Вот эта квартира, наполненная высокими интересами, конечно, кружила голову. Но позднее случилось мое знакомство с более молодой когортой поэтов, появился на горизонте Андрей Вознесенский, с которым из знаменитой троицы поэтов я познакомилась последним.
В ту пору, когда моя дружба с Вознесенским только начиналась, я была хорошо знакома с поэтами старшего поколения – Борисом Слуцким, Женей Винокуровым, Давидом Самойловым. Потом чуть спустя получилось так, что у меня было несколько поводов сблизиться и стать поверенной в некоторых секретах Жени Евтушенко и Роберта Рождественского. С Борисом Слуцким и Самойловым я познакомилась в квартире Бориса Кагана.
Ну что еще вспомнить о моей той давней жизни? Рожала я в Ленинской библиотеке в научном зале. То есть я писала там диссертацию, когда все началось, позвонила мужу оттуда и сказала: «Бобка, я рожаю». Он сказал: «Еду». Он перепугался насмерть, он меня все-таки очень любил. Примчался с машиной, отвез меня из Ленинки в роддом.
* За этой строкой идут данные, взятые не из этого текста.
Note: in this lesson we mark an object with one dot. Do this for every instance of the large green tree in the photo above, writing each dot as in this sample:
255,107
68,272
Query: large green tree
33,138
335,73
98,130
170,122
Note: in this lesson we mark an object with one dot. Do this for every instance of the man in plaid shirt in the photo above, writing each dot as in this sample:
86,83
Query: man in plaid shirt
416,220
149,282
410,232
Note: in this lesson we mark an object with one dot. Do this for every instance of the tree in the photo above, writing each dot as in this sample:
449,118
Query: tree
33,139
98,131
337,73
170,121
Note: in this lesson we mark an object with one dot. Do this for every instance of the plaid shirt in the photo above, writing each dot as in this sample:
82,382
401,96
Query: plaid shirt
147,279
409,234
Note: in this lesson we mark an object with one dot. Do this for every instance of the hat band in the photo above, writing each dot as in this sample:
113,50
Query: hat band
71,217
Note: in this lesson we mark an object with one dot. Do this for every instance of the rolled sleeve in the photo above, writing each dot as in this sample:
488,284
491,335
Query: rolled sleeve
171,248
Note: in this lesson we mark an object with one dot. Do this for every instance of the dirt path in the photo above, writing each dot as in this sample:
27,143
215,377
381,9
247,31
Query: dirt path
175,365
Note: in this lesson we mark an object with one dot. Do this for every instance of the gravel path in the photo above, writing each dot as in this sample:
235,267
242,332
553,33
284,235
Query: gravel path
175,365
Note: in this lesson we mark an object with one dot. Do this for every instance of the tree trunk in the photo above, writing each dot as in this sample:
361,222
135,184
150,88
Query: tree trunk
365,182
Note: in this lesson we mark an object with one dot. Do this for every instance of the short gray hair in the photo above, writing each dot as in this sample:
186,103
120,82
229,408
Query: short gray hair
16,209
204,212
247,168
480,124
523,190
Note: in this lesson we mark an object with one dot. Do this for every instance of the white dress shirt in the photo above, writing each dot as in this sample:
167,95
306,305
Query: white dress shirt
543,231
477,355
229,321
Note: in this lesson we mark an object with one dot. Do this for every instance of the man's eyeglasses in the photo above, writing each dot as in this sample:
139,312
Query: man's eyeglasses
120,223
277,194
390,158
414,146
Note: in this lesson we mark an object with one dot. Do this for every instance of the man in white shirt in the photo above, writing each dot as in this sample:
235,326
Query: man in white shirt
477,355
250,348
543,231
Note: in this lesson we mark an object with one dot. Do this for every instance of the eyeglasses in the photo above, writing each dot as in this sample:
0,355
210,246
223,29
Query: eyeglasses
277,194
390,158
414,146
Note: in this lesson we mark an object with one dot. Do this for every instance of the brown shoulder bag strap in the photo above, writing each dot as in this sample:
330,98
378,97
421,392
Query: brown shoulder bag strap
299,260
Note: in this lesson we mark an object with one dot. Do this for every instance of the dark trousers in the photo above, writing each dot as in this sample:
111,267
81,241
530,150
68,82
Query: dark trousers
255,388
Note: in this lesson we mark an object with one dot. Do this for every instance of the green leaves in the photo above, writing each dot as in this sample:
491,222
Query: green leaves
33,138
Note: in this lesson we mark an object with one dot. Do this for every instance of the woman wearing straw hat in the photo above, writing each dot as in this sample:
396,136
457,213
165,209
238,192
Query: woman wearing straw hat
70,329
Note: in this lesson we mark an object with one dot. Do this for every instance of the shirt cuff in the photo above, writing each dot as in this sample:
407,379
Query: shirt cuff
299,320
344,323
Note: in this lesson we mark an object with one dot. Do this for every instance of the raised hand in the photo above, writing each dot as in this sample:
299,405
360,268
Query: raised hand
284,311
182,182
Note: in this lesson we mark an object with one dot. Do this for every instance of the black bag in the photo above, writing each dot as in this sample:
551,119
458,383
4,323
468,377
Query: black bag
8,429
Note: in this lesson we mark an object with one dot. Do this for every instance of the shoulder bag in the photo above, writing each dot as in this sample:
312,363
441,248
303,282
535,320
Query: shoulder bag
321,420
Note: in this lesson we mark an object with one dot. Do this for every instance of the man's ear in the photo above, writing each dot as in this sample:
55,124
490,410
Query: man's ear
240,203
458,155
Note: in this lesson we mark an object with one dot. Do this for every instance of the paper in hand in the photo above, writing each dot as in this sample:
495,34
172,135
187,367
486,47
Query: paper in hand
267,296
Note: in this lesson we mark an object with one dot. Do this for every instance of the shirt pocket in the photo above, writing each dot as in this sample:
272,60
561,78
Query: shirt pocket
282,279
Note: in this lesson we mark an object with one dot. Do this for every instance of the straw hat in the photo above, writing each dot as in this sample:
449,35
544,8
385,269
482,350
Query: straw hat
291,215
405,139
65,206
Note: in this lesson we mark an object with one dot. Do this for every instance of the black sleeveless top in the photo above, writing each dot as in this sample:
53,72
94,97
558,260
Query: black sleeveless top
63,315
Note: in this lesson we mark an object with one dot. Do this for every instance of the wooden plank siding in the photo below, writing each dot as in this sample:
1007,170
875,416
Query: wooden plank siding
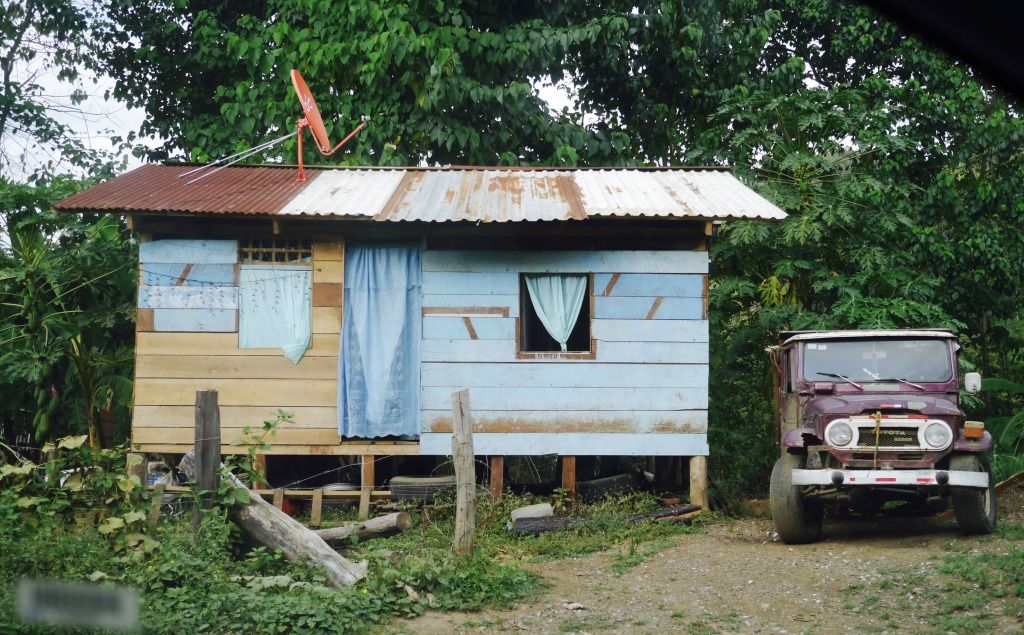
176,358
644,391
Когда узнала вся компания гитисовская, все учителя, что я родила, это была сенсация, – все стали мне писать письма. И вот 17 июня 1951 года в клинике на Пироговке я лежу в каплях пота после тяжелых родов. Внизу толпятся мои друзья, мой муж Борис Каган, все шлют мне записки, поздравления. Пишут, что я родила самого крупного ребенка за эти сутки, 4 килограмма 200 граммов. Спрашивают: как назову? «Я предлагаю назвать Константином», – пишет мне Костя Рудницкий, кто-то – Владимиром, а кто-то Родомиром. Длинное письмо от нашего гитисовского гуру Дживелегова[5], крупнейшего ученого с мировым именем, который преподавал у нас мировую литературу. «Боже мой, наконец-то, – пишет он, – наша обаятельнейшая Зоя Богуславская будет ходить без этой горы на животе и станет прежней. Поздравляю, Зоя! Женщин с ребенком у нас еще нет. Ты первая. Мы тебя все любим!» Письмо от Леонида Зорина: «Не слушай никого, Константинов было много отвратительных. Назови лучше сына Леонидом. Леониды были только достойные люди». Я улыбаюсь, ощущая дикую неимоверную слабость и непонятное чувство: неужели это я родила? Неужели в этой жизни будет что-то более важное, чем все остальное. Мельком соображаю, что, быть может, Леонид отличный выбор, потому что дедушка был Лев, а просьбой Бориса было любое имя без буквы «р», которую он не выговаривал.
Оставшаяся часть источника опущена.